« France Travail utilise l’IA pour fliquer et traquer les chômeurs », a lancé Leïla Chaibi, eurodéputée de La France Insoumise, après que La Quadrature du Net a révélé, le 20 juillet 2026, l’existence d’un algorithme interne développé par l’ex-Pôle Emploi.
L’association, qui défend les libertés fondamentales dans l’environnement numérique, s’appuie sur un document présenté le 10 décembre 2025 au comité d’éthique IA de France Travail, dont elle a obtenu copie. L’outil s’intitule « Ciblage du Contrôle de la Recherche d’Emploi » et son objectif déclaré est de « recourir à l’IA » afin d’identifier les dossiers nécessitant un examen approfondi et d’alimenter automatiquement l’outil de contrôle de la recherche d’emploi.
Un algorithme qui trie les chômeurs en « suspects » et « non suspects »
Le fonctionnement de l’outil est simple dans son principe, et inquiétant dans ses conséquences. Entraîné sur une base de 60 000 contrôles passés, l’algorithme analyse les données personnelles de chaque demandeur d’emploi inscrit et lui attribue un profil : « suspect » ou « non suspect ». Les personnes classifiées dans la première catégorie atterrissent automatiquement sur une liste de priorités à contrôler.
Le tri repose sur 26 variables. La liste est connue de La Quadrature du Net, mais les règles de classification, elles, restent opaques. Parmi ces variables :
- l’ancienneté d’inscription
- le niveau de formation
- l’historique des manquements comme une absence à un rendez-vous
- les activités déclarées
- la « visibilité » du demandeur mesurée par sa présence ou non avec un CV en ligne
- la recherche d’un emploi dans un métier en tension
- ou encore l’existence d’une activité non salariée
Au 20 juillet 2026, l’algorithme est encore en phase de test, cantonné aux profils de personnes en rupture conventionnelle. Mais France Travail indique dans le document vouloir étendre l’utilisation du modèle à d’autres publics et transmettre chaque mois des listes de contrôle ciblés.
Depuis le 1er janvier 2026, l’inscription à France Travail est obligatoire pour les allocataires du RSA. En intégrant ce public, ce sont plus de 6 millions de personnes qui pourraient se voir profiler chaque mois par l’algorithme.

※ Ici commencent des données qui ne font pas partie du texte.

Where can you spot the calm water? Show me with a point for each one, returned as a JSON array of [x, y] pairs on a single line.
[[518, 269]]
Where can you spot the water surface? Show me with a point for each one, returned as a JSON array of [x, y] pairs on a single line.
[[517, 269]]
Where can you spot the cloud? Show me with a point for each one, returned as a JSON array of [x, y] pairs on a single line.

La progression des contrôles donne une idée de l’ampleur du projet : 200 000 en 2017, 730 000 en 2025, et un objectif gouvernemental de 1 500 000 pour 2027.
L’opacité comme méthode
France Travail communique volontiers sur une IA éthique et transparente. Dans les faits, toutes les demandes d’accès au code source des intelligences artificielles de l’institution sont restées sans réponse. Pour deux autres outils, MatchFT, dédié à la présélection des candidats, et ChatFT, dédié à l’assistance aux conseillers, France Travail n’a même pas jugé utile de motiver ses refus auprès de la Commission d’accès aux documents administratifs, ce que l’association qualifie de violation flagrante de la loi.

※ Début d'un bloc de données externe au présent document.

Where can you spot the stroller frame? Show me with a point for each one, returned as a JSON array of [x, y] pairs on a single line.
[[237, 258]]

La situation n’est pas sans précédent. À la CNAF, le code source d’un algorithme similaire n’avait été obtenu qu’au terme d’une longue bataille juridique. À l’Assurance maladie, c’est une erreur de caviardage de l’administration qui avait permis d’y accéder. Dans les deux cas, l’examen des paramètres avait révélé un sur-contrôle organisé de populations spécifiques : femmes isolées, personnes au RSA, personnes en situation de handicap.

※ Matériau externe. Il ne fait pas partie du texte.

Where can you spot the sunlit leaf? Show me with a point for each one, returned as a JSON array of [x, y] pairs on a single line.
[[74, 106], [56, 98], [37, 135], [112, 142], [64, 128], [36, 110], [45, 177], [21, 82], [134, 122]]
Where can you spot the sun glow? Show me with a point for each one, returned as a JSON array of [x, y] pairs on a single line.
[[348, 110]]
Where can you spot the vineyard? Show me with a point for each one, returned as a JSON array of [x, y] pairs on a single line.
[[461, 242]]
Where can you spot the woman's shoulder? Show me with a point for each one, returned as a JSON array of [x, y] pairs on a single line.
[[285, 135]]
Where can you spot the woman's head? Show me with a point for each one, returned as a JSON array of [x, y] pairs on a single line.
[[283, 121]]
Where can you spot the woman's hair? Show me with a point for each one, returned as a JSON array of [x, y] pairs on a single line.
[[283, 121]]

C’est cette logique que La Quadrature du Net dénonce avec force. « Ces algorithmes sont dangereux en eux-mêmes, car ils sont des outils particulièrement efficaces pour organiser, en toute impunité, la répression de populations entières, et en particulier des plus vulnérables », écrit l’association.
Elle pointe une forme de dépolitisation du contrôle social : le document interne avance que l’IA permettrait une « suppression des a priori » grâce à des « critères objectifs », transformant ainsi un choix politique de décider qui contrôler en simple calcul technique.